In the fall of 1957 Giacometti was asked by the editors of the French magazine Arts to visit the great auto show which is held annually at Paris’s Grand Palais and to comment afterwards on the relation of the car to sculpture. Could the “beauty” of a car be compared, he was asked, to that of a statue? His essay in reply follows.
The other day I went over to the Salon de l’Automobile. I was at once caught up in the mixture of commercial rivalries, publicity-seeking display, money, class-consciousness, strife, luxury, and fashion. In all that surrounding frenzy, one is never quite sure what one is looking at. I was struck one minute by the head of a man peering in front of me; then by the peculiar walk of a woman. Spots of bright color danced before my eyes: red, green, yellow—ugly on the whole.
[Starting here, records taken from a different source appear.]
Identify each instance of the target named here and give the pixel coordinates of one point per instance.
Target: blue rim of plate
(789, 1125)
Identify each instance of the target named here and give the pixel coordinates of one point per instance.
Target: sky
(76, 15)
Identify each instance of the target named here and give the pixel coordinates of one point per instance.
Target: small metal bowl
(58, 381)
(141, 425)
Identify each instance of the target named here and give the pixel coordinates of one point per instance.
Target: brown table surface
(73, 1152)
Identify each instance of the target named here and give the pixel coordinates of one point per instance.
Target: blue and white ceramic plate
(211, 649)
Then I noticed the flowers strewn in front of the cars and a moment later found myself facing a huge, black, shiny monster, edged in silver. It made me think of a vast safe and raised visions of bank buildings, villas on the Cote d’Azur with old men sunk inside them, and the massive hoard of money behind all that.
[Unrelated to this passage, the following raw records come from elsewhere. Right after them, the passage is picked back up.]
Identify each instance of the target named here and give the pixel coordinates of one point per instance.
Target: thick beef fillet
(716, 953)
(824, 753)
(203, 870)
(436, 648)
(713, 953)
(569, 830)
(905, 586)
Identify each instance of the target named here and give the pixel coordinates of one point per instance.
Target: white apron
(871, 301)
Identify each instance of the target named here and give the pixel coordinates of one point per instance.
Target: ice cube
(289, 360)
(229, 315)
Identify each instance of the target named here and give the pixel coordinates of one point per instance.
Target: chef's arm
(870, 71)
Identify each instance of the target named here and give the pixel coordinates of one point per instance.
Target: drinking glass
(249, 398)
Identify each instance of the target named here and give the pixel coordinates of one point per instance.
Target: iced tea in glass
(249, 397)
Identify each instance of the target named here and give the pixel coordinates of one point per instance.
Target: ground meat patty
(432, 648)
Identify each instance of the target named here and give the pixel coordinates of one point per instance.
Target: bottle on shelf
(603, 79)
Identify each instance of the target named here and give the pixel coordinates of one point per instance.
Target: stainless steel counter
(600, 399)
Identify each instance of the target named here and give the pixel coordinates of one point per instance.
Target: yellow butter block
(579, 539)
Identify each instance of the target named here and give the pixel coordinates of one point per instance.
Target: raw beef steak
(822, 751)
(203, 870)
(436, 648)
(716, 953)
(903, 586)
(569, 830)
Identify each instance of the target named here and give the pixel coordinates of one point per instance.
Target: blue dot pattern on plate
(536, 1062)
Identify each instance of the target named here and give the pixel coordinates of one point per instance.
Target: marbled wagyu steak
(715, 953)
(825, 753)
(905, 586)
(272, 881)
One car reminded me of a drive through Paris in a car very much like it several years back. It had been a special drive in the company of a special person and all the sights and sounds attached to the event now suddenly returned to mind. Another car recalled a certain walk in the country, also quite awhile ago. Then, all at once, in that enormous hall I found myself gazing at the ceiling and thinking of the Gare de l’Est, of the Tour Eiffel, of the year 1900, and of Emile Zola.
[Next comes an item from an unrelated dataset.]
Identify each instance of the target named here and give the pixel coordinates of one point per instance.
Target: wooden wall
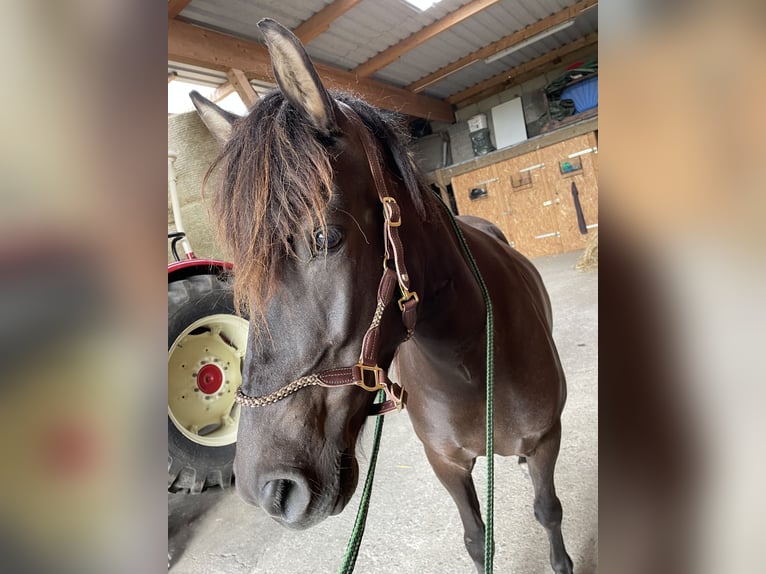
(530, 199)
It is always difficult to see a car as a whole. The eye is usually attracted to one aspect or another, caught now by a headlight—that great mechanical eye with the look of an optical instrument, a giant microscope. A car nearby looked like dribbling marmalade.
I stopped before a running motor, fascinated as I always am by any machine in motion—as I was, before the war, by a certain calculating machine in a shop window on the Blvd. Malesherbes. I could never pass by there, on my way back from the Galleries on the rue La Boétie, without staring at it for long minutes at a time. It was a marvelous machine, much more extraordinary than the motor at the auto show.
Not for a second in all that long afternoon at the exhibit did I have any thought of sculpture. Yes..., I did once, at sight of a figure on the hood of an engine which was a small imitation of the Victory of Samothrace. As I came out—it was already half past eight in the evening and quite dark—I couldn’t find a taxi to take me home. By some strange coincidence there was nothing in the street but an old- fashioned carriage. I hailed the driver and set off. Stepping down a little while later at my door, I turned back to take a careful look at the carriage, the horse, and the driver, admiring the harmony between the three elements, the clarity and precision of the entire structure, each part contributing visibly to the flowing symmetry of the whole. I felt like drawing it there and then.